16. The method of claim 15, comprising the steps of:

step 2): according to a total concentration of 2. mu.g carrier/1.0X 10 ⁵ Blood cells the vector or vectors are transfected into peripheral blood mononuclear cells, which are plated onto tissue culture plates using StemPro-34 medium at 37 ℃ with 5% CO ₂ And 5% of O ₂ Culturing for 2 days;

step 3): day 2 post-transfection, fresh StemPro-chambers-34 were replaced; thereafter, the reprogramming induction medium was replaced every 2 days at 37 ℃ with 5% CO ₂ And 5% of O ₂ Until the induction of pluripotent stem cell clone appears.

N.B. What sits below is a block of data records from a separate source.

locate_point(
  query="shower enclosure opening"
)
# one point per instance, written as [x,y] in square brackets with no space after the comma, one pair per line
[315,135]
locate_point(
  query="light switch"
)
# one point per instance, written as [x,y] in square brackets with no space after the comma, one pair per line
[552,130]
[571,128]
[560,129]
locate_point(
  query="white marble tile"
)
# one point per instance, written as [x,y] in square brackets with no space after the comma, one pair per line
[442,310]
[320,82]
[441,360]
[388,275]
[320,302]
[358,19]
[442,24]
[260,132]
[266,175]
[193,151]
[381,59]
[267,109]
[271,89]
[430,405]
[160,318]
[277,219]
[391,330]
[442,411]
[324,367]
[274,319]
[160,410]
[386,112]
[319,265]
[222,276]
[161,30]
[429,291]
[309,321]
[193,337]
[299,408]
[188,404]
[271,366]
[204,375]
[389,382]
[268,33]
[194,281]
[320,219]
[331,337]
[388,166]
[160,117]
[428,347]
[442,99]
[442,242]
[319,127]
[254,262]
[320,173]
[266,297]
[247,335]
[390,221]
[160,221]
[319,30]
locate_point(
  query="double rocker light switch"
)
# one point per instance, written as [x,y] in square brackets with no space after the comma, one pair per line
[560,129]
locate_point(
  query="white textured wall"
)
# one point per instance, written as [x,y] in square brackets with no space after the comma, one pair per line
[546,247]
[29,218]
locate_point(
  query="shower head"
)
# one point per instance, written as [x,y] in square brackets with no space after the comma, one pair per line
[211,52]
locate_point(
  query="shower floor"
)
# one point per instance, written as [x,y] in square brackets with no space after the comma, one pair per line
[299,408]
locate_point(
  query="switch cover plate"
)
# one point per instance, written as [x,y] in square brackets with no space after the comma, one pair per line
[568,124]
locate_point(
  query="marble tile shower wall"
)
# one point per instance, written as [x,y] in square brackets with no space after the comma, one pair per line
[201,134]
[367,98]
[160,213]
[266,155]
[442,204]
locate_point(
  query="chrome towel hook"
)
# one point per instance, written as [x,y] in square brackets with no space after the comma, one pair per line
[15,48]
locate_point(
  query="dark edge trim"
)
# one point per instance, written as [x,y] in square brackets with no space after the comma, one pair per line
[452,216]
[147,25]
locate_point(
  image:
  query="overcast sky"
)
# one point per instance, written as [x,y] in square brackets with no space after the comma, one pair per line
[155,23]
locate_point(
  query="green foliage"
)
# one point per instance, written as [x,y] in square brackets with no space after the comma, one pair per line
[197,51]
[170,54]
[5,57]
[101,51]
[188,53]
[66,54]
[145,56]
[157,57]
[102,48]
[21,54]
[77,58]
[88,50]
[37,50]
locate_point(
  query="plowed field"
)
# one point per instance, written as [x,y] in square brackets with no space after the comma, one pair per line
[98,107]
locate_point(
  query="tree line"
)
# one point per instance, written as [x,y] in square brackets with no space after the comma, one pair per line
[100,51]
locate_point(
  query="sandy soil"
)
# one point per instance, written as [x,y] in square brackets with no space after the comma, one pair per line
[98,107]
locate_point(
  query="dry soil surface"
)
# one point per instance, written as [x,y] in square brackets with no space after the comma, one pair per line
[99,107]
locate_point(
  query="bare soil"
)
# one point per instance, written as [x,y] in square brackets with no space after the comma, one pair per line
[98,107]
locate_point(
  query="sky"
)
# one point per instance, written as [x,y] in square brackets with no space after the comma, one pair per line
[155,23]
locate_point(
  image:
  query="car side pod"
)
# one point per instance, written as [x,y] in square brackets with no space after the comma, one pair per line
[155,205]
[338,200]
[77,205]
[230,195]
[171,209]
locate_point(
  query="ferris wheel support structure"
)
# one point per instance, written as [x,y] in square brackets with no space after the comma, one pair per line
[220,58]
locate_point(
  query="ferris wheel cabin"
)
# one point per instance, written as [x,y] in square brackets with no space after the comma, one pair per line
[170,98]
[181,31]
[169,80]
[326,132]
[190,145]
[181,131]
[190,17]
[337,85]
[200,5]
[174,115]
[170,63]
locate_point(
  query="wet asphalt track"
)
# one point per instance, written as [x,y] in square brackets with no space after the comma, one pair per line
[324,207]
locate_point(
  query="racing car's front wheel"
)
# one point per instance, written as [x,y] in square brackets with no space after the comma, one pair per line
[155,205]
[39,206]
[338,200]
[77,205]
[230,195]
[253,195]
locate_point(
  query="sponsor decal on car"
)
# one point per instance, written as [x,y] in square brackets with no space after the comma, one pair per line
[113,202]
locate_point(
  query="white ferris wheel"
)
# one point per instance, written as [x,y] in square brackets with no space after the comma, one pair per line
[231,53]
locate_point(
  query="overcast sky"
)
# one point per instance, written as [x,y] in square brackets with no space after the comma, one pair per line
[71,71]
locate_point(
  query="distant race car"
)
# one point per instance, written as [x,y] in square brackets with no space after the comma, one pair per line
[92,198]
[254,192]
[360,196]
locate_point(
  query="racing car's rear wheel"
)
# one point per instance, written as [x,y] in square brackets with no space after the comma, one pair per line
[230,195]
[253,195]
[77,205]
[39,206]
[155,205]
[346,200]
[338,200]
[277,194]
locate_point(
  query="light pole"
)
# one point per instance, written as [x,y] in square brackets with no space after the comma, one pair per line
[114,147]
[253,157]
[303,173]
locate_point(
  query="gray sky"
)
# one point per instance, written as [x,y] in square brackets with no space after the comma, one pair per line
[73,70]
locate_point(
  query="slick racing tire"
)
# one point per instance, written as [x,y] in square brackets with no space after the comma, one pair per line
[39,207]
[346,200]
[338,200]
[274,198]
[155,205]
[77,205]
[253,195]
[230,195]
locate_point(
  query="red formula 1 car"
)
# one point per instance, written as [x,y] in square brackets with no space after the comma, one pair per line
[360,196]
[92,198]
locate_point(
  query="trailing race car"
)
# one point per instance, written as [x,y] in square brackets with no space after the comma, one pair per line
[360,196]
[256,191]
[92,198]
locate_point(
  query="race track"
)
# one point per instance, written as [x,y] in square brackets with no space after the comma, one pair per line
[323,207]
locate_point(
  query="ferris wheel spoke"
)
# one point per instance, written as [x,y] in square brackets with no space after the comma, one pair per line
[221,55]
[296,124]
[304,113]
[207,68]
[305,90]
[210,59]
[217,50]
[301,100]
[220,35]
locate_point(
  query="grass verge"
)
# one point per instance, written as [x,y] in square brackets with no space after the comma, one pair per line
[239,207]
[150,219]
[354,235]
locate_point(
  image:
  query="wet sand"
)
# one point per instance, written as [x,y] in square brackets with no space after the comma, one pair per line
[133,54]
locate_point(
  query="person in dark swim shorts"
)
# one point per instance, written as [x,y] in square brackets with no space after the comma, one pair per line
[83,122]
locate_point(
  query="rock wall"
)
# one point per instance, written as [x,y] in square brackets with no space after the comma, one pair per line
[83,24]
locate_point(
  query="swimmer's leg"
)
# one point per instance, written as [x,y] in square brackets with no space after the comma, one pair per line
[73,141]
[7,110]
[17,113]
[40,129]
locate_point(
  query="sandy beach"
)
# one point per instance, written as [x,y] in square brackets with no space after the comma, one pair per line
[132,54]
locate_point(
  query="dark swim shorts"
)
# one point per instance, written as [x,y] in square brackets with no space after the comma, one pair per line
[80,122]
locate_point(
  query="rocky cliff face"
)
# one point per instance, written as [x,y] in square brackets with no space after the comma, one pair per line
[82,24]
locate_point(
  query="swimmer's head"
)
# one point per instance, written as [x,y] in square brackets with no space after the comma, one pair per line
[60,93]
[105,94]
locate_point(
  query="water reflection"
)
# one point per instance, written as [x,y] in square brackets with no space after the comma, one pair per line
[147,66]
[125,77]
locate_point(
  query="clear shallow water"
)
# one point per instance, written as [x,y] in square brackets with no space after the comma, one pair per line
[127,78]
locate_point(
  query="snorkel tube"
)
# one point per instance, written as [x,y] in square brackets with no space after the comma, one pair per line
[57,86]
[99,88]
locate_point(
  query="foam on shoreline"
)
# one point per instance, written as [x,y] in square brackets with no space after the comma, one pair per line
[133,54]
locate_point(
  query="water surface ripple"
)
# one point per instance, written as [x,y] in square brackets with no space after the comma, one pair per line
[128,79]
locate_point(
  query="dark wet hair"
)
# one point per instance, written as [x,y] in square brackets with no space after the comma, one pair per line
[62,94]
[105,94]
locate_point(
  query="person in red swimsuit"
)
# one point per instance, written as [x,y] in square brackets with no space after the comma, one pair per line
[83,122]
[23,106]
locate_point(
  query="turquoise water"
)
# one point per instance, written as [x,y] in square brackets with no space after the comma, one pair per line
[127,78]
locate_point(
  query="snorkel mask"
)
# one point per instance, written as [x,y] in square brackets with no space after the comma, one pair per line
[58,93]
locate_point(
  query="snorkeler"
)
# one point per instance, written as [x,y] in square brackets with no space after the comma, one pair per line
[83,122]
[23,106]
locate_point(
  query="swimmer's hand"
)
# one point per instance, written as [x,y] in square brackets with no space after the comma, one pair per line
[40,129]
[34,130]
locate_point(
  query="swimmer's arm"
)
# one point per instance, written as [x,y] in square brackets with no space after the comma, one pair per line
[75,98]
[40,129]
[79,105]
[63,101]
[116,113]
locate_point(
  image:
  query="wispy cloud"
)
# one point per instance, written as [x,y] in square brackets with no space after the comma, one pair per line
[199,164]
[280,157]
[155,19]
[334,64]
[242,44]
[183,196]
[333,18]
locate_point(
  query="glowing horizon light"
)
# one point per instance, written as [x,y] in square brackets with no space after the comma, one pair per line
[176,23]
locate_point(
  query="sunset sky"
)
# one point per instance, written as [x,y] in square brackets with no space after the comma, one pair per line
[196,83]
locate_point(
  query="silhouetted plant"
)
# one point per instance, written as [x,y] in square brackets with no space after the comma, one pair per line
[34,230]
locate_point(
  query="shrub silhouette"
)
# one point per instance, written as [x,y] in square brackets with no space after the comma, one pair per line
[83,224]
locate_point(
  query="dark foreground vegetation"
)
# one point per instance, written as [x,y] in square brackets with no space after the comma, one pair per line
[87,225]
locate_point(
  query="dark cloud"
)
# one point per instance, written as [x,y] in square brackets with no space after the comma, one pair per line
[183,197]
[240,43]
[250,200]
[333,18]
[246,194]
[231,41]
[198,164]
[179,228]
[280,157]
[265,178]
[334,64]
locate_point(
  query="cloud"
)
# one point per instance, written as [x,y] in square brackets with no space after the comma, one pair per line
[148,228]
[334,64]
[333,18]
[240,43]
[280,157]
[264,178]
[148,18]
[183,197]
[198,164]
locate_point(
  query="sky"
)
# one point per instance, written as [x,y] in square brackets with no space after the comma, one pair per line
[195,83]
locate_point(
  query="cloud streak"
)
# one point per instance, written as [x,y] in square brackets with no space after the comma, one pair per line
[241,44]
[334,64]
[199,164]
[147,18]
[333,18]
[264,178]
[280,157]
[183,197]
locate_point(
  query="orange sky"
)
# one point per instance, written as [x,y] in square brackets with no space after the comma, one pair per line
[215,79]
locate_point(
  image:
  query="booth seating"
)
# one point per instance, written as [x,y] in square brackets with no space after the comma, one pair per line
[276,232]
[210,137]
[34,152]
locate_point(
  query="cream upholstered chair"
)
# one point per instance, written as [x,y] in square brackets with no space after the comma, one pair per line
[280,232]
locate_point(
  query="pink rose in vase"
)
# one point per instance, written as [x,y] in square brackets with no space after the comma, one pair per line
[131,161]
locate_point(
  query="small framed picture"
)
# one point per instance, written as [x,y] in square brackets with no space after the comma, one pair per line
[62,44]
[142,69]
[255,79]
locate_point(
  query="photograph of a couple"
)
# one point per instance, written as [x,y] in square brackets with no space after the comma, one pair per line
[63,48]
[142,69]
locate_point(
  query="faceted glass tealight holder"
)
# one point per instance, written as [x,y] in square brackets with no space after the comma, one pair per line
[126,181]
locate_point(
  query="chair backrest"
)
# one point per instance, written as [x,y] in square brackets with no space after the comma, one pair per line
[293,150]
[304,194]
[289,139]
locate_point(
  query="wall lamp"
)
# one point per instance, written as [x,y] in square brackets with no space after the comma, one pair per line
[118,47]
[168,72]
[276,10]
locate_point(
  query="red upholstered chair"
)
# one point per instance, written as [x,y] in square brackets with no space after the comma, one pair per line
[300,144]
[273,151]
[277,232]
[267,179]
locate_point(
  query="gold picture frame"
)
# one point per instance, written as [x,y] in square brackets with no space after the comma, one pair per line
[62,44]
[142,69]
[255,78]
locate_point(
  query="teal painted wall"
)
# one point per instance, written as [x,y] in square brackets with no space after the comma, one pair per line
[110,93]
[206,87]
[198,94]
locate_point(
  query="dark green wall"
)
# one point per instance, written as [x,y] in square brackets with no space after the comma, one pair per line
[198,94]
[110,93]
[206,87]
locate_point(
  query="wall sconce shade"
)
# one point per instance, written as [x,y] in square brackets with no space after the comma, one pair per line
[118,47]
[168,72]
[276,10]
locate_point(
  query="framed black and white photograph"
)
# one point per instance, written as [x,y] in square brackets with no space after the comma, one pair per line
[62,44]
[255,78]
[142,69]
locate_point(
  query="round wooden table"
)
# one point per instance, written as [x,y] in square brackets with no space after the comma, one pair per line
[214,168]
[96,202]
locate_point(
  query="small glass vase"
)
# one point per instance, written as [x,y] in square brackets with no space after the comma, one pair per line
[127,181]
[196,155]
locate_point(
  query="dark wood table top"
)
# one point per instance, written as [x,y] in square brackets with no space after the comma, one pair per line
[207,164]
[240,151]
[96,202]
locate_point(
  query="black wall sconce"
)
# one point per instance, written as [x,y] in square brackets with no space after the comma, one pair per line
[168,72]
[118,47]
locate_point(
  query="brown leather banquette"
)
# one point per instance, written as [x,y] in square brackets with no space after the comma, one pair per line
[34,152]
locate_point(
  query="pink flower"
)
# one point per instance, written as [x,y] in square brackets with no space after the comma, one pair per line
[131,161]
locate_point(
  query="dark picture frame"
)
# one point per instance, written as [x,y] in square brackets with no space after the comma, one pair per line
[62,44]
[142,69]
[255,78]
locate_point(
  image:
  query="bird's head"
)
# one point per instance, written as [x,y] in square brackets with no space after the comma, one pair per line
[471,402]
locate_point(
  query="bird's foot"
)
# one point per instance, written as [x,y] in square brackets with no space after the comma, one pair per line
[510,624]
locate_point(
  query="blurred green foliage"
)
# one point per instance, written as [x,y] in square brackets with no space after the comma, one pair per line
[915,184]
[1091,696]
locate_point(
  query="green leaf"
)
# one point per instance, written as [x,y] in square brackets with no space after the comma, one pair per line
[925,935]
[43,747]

17. The method of claim 16, the method further comprising: step 4): replacing the reprogramming induction culture solution after the induced pluripotent stem cell clone appears, and carrying out the reprogramming induction culture solution at 35-39 ℃ and 3-7% CO ₂ The culture was continued with replacement of the stem cell medium every 1 to 2 days during the culture.

18. A kit comprising the reprogramming system of any one of claims 1 to 6.

19. Use of the reprogramming system of any one of claims 1 to 6 or the kit of claim 18 for inducing reprogramming of Peripheral Blood Mononuclear Cells (PBMCs) into human induced pluripotent stem cells.